Once the apply worker applies the changes, a commit record is written to the subscriber’s WAL at $\text{LSN}^{S}_{1}$. This record includes the origin_id and the publisher’s final_lsn ($\text{LSN}^{P}_{1}$). The memory state is then updated to local_lsn = $\text{LSN}^{S}_{1}$ and remote_lsn = $\text{LSN}^{P}_{1}$.

Note that the replorigin_checkpoint file remains unchanged until the next checkpoint.

Figure 12.30 [3]

Upon transaction completion, the subscriber sends an ACK containing write_lsn, flush_lsn, and apply_lsn.

In this scenario, all are set to $\text{LSN}^{P}_{1}$. It is critical to note that the subscriber is returning LSNs relative to the publisher’s WAL space.

The publisher then updates its replication slot’s confirmed_flush_lsn to $\text{LSN}^{P}_{1}$ based on this ACK.

12.8.2. Restart Sequence

Once logical replication is configured, the publisher and subscriber begin the replication process. If replication stops—for example, due to a restart of either party—it resumes automatically.

1. Read Checkpoint: The subscriber reads the replorigin_checkpoint file to initialize local_lsn and remote_lsn.
2. Launch Worker: The logical replication launcher starts an apply worker.
3. Connection Request: The apply worker requests a connection from the publisher.
4. Spawn Walsender: The publisher’s postmaster spawns a walsender process.
5. Establish Connection: The apply worker connects to the walsender.
6. Negotiate LSN: The apply worker and walsender negotiate the starting point using the remote_lsn. The subscriber sends the remote_lsn, and the walsender begins decoding WAL from that publisher-side position.
7. Resume Replication: The process resumes from the specified LSN.

12.8.3. Recovery Sequence

The recovery sequence describes the process following a subscriber crash.

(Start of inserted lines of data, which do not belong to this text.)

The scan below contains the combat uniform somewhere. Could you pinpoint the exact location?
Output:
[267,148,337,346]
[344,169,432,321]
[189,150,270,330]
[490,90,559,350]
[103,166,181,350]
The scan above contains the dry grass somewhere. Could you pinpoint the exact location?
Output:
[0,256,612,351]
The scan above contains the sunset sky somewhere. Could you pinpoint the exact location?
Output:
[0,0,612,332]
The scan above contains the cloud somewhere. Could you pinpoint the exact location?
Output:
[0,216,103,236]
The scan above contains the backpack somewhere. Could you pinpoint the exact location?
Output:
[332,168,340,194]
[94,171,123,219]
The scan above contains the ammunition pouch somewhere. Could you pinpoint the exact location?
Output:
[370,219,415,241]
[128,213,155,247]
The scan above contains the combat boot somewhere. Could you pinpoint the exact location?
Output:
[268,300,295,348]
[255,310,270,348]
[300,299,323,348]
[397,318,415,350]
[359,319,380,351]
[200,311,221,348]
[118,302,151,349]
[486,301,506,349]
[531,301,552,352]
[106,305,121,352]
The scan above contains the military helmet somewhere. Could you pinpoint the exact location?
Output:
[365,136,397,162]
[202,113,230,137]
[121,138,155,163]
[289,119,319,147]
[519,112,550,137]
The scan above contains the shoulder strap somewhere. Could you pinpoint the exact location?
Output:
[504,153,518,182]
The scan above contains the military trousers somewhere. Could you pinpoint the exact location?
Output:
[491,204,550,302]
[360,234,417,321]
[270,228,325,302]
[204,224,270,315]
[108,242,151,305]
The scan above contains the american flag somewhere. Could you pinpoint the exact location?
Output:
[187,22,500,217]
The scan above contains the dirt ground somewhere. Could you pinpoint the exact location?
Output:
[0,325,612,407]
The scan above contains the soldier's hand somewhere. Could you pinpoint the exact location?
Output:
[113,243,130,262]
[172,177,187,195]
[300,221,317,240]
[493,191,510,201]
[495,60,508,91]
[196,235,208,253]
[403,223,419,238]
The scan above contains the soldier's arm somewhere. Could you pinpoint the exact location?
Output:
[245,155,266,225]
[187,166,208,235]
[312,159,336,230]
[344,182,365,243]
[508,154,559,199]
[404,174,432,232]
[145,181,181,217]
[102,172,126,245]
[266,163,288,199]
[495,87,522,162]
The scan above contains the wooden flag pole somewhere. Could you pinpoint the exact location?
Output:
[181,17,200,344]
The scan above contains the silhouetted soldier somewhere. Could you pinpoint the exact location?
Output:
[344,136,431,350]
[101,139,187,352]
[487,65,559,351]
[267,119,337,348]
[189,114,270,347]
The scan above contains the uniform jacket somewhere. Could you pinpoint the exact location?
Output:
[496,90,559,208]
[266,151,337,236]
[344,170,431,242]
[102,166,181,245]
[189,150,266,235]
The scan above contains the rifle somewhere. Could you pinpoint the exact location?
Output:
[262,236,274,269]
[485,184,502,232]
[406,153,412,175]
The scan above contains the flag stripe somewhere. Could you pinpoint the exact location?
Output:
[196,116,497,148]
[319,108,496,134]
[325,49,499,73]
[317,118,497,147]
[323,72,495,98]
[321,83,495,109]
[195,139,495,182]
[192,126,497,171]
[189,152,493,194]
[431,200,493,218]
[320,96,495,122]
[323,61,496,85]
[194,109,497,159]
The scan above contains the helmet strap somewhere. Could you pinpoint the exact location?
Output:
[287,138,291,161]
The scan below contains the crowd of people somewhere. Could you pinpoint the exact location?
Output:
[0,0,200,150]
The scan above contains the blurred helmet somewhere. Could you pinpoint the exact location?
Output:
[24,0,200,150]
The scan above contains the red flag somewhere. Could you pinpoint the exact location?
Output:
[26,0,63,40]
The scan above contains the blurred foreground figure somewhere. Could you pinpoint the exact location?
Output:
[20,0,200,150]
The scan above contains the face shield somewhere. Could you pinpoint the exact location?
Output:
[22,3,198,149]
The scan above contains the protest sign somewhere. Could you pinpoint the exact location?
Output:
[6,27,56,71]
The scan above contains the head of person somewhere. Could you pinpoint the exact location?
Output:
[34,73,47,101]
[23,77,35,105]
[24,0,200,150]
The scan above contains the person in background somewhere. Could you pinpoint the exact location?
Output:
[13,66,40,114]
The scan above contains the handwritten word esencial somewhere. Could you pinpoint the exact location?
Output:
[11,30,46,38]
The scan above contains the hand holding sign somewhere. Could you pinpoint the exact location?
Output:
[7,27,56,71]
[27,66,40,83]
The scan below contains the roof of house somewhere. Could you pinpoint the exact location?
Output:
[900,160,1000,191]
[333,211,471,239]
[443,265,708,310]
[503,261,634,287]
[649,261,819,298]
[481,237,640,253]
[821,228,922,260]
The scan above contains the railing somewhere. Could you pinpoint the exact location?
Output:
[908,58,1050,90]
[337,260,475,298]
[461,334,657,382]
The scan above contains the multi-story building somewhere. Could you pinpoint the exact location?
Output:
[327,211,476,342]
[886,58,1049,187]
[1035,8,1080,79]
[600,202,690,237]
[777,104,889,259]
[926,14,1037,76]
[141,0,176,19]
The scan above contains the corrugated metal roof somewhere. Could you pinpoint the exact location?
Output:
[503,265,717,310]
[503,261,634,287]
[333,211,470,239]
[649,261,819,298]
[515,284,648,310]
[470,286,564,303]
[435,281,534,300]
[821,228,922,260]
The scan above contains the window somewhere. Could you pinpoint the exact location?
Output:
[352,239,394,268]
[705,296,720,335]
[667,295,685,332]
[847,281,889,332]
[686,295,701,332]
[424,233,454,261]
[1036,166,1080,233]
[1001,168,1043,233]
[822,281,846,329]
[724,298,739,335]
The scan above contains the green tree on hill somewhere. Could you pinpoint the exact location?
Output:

Unlike a standard restart, the local_lsn and remote_lsn stored in the replorigin_checkpoint file may be obsolete, reflecting only the state as of the last checkpoint. Therefore, the subscriber must scan its WAL data to reconstruct the latest mapping before connecting to the publisher.

[1] Scanning WAL Segments

During standard crash recovery (redo replay), the system scans the WAL segments and extracts the origin_id and origin_lsn from the publisher-originated commit records.

[2] Restoring origin status

After recovery is complete, the most recent origin_lsn (the publisher’s commit point) and its corresponding subscriber commit LSN are restored to memory as the new remote_lsn and local_lsn, respectively. The replorigin_checkpoint file is also recovered.

From this point, the system proceeds with the standard restart sequence to reconnect with the publisher.